Taksony, Sohn von Árpáds jüngstem Sohn Zoltán, war Großfürst der Magyaren von 955 – 971 und ist bald nach Übergang der Herrscherwürde auf seinen Sohn Géza gestorben. Noch als Prinz wurde er 947 mit einem Heer zur Unterstützung der Könige Hugo von Arles und Lothar II. nach Pavia gesandt, um gegen eine byzantinische Streitmacht in Apulien einzugreifen und zugleich den italienischen Tribut an die Magyaren abzuholen. Nach der Niederlage auf dem Lechfeld und der Absetzung seines Cousins Fajsz als Großfürst wurde Taksony vom magyarischen Kriegeradel in dieses Amt gewählt. Er schloß mit fast allen Gegnern Frieden: die bairische Awarenmark mußte er zurückgeben und die Unterstützung der bairischen Rebellion gegen Otto I. beenden. Ähnliche Übereinkünfte schloß er mit den Fürsten der Böhmen, Bulgaren, Petschenegen und der Kiewer Rus.

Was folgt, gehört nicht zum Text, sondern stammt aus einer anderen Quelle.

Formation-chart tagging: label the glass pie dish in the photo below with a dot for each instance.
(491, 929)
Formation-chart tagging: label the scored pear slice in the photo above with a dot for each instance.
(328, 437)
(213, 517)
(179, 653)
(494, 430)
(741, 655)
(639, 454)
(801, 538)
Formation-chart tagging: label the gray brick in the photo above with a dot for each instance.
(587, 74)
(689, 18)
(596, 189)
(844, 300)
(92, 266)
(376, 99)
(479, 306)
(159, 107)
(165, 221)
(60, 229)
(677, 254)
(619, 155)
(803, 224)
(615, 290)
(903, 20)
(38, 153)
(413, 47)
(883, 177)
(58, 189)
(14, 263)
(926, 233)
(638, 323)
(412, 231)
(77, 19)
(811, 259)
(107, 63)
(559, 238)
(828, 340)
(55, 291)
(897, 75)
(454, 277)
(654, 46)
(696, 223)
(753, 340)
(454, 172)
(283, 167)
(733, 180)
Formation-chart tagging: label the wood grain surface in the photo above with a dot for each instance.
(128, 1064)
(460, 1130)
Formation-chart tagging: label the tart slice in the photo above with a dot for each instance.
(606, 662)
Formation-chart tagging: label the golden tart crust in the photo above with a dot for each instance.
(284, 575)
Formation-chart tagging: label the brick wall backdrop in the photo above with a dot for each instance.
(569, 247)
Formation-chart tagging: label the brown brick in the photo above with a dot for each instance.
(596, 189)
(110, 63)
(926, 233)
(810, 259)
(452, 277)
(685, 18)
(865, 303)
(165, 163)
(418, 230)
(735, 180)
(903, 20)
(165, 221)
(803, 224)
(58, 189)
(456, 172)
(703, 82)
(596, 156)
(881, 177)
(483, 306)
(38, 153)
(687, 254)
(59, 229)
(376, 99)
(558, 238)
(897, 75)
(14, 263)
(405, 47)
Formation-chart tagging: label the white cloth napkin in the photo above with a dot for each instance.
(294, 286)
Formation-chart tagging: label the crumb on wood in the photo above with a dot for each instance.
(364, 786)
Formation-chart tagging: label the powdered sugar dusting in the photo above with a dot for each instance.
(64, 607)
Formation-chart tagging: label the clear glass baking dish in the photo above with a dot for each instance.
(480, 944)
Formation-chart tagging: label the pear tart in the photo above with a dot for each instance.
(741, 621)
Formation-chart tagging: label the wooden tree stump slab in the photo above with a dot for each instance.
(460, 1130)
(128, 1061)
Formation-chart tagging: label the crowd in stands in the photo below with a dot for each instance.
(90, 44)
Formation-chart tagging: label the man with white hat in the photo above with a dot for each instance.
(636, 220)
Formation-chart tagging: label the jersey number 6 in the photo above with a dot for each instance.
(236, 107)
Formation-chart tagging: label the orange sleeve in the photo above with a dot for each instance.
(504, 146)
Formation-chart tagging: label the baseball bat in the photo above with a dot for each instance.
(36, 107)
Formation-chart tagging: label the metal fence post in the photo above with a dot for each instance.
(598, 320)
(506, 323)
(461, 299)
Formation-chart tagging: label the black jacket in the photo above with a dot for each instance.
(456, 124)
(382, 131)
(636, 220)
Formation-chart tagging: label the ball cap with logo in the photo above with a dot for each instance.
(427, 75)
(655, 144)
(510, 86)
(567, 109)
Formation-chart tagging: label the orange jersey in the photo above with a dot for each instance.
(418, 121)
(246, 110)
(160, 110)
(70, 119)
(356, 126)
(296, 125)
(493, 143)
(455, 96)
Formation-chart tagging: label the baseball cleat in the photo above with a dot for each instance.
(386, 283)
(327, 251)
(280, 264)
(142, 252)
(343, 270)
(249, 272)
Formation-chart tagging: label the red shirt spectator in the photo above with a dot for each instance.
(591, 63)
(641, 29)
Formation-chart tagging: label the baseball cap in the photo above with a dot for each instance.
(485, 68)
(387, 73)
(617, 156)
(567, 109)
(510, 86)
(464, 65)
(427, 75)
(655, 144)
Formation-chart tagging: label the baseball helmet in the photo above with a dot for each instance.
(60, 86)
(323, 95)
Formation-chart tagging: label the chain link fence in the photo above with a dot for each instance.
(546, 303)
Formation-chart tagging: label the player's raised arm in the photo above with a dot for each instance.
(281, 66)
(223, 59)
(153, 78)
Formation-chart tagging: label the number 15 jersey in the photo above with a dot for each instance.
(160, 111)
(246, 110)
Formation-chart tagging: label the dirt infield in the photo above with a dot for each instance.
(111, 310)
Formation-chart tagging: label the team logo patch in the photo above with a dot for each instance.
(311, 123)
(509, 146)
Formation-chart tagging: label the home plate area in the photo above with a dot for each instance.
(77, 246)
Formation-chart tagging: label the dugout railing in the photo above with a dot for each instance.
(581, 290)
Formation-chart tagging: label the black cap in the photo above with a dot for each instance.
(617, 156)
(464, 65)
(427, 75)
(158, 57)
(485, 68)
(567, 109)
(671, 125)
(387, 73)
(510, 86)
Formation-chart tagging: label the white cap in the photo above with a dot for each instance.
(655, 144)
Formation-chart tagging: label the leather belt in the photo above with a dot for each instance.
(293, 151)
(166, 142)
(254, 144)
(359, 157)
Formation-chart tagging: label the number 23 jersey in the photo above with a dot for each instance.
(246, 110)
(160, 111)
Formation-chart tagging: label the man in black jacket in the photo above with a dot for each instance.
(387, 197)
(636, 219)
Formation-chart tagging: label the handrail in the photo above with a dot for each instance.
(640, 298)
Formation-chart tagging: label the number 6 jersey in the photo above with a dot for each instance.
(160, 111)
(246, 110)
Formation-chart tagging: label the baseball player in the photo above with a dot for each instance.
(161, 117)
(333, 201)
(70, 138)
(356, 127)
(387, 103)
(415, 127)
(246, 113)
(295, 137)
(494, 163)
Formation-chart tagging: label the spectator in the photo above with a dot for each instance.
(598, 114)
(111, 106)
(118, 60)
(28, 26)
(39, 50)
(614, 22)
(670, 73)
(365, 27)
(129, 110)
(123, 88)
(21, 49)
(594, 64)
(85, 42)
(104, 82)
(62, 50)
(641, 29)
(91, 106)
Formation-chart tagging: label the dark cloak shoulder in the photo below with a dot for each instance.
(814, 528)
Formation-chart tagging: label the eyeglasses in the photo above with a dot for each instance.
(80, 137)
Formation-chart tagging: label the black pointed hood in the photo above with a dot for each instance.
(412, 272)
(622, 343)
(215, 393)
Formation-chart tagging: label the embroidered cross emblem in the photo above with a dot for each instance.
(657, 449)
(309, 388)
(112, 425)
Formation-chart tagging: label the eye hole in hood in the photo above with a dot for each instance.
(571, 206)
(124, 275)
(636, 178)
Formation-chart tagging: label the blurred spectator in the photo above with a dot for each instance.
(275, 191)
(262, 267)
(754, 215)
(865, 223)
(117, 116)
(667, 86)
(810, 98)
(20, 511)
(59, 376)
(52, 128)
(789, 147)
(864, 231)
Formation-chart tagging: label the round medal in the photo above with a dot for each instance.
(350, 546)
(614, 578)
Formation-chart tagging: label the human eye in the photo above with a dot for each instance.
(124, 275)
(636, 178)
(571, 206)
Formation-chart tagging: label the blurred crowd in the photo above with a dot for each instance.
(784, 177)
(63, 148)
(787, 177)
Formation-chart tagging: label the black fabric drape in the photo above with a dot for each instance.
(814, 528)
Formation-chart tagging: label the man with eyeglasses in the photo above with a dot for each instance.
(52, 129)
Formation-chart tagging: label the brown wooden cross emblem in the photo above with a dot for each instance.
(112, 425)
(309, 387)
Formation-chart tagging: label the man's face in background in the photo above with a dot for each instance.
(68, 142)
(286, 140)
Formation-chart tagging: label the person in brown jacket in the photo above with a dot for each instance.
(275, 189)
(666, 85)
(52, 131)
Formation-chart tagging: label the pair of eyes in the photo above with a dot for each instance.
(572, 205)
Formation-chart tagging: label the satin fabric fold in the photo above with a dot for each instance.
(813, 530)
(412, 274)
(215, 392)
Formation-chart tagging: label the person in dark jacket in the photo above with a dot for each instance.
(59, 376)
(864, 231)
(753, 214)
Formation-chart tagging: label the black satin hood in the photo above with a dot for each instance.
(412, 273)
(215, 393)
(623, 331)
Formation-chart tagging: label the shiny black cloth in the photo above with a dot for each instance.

Möglicherweise war er mit einer petschenegischen Prinzessin verheiratet.
Durch die Niederlage auf dem Lechfeld hatten die Stammesfürsten der ursprünglich sieben magyarischen Stämme erheblich an Macht verloren. Taksony konnte die traditionelle Stammesordnung schwächen und sich gegenüber den anderen Stammesfürsten in eine bessere Position bringen.
Als der byzantinische Kaiser Konstantin VII. den Tribut verweigerte, schickte Taksony vergeblich eine Streitmacht gegen Konstantinopel. Zum Ende seiner Herrschaft hin war er mit Swjatoslaw I. von Kiew verbündet. Der gemeinsame Kriegszug gegen Byzanz endete mit der Schlacht von Arkadiopolis 970 in einer Niederlage.